This is a read on “Regularized Evolution for Image Classifier Architecture Search” which is the paper version of AmoebaNet, the latest result in AutoML (Or this page: https://research.googleblog.com/…/using-evolutionary-automl…)

* If you recall, Google already has several results on how to use RL and evolution strategy (ES) to discover model architecture in the past. e.g. Nasnet is one of the examples.

* So what’s new? The key idea is so-called regularized evolution strategy. What does it mean?
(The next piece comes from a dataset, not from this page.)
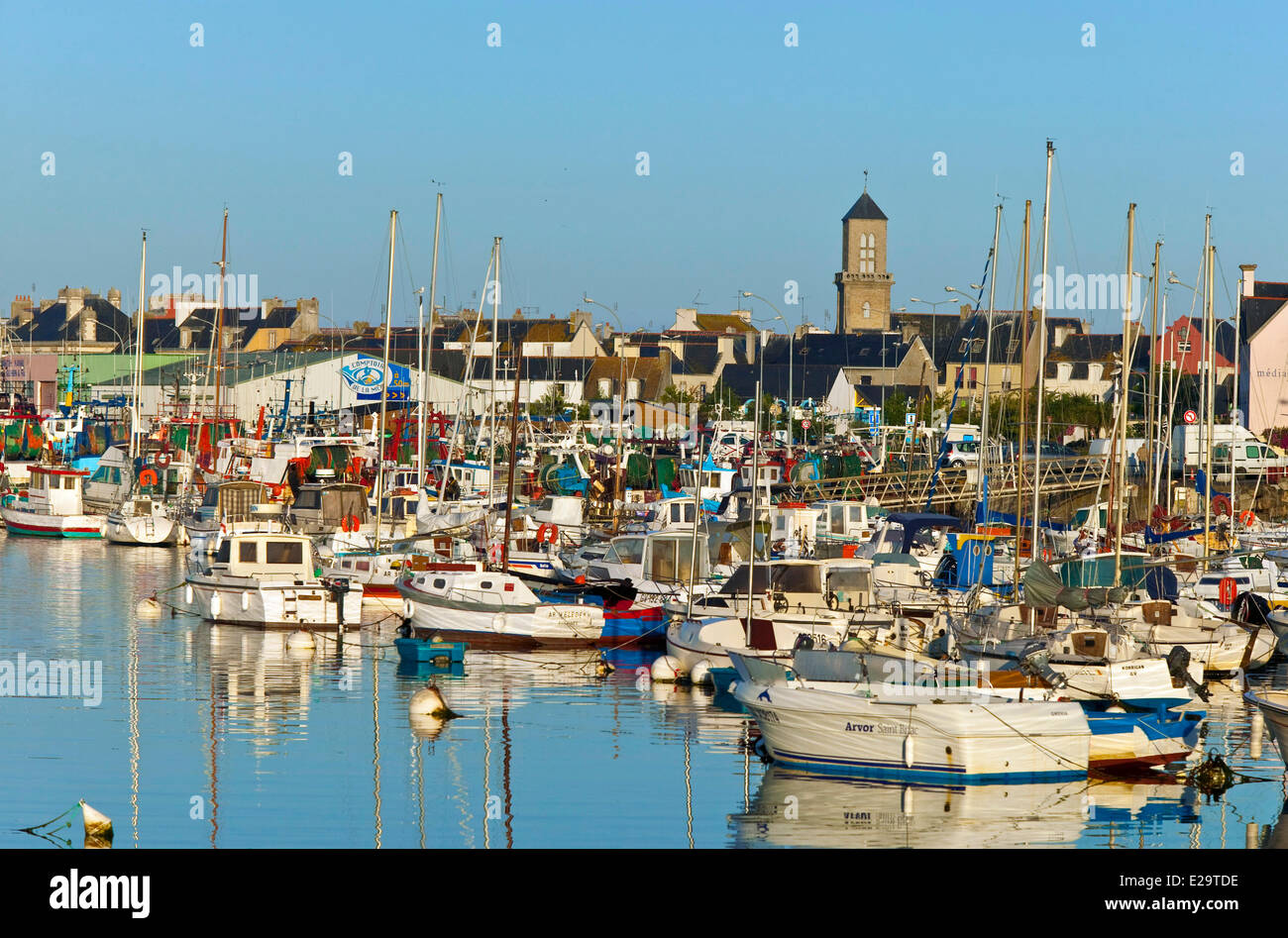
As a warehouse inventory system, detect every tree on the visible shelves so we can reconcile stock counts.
[528,384,567,417]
* Basically it is a tweak of the more standard tournament strategy, commonly used as the means of selecting individual out of a population. (https://en.wikipedia.org/wiki/Tournament_selection)

* Tournament is not too difficulty to describe:
– Choose random individuals from the population.
– Choose the best candidate according to certain optimizing criterion.

You can also use a probabilistic scheme to decide whether to use the second or third best candidate. You might also think of it as throwing away the worst-N-candidate.

* The AutoML calls this original method by Miller and Goldberg (1995) as non-regularized evolution method.

* What is “regularized” then? Instead of throwing away the worst-N-candidates. The author proposed to throw away the oldest-trained candidate.

* Now you won’t see a justification of why this method is better until the “Discussion” section. Okay, let’s go with the authors’ intended flow. As it turns the regularized method is better than non-regularized method. e.g. In CIFAR-10, the evolved model is ~10% relatively better either man-made model or NasNet. On Imagenet, it performs better than Squeeze-and-Excite Net as well as NasNet. (Squeenze-and-Excite Net is the ILSVRC 2017’s winner.)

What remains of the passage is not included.